It's not the kind of oeuvre equal to that of Philip Seymour Hoffman's but it is one hell of a promising start. Yet Hoffman was only a touch older than McConaughey--about a year separates them--and his range was jaw-dropping. So many great actors, even DeNiro and Pacino at their height, settled into similar kinds of roles. There's a similarity in the lead characters of Serpico and Dog Day Afternoon, as there is in Raging Bull and Taxi Driver. Hoffman, though, was all over the place, just as happy to have a small role as the lead as long as it was interesting.

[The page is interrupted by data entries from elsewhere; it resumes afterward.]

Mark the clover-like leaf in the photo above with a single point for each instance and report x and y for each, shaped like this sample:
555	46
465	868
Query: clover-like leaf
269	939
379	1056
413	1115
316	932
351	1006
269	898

His masterpiece will be, of course, Capote, but when I think of the kind of genius Hoffman brought to a role, the movie Boogie Nights comes to mind. In particular, there's this scene in which Hoffman's character, Scotty J, finally utters a ham-handed confession of love to Mark Wahlberg's character, Dirk Diggler:



It takes barely a minute to see longing, humiliation, self-loathing, and a desperate hope that we as viewers know has no chance of being fulfilled. It is pathetic in the deepest sense of the word, and Hoffman simply inhabited this character for the duration of the scene; to inhabit it any longer would be unbearable. As A.O. Scott said in his remembrance today, "He had a rare ability to illuminate the varieties of human ugliness. No one ever did it so beautifully."

That's what I think we lost with his passing.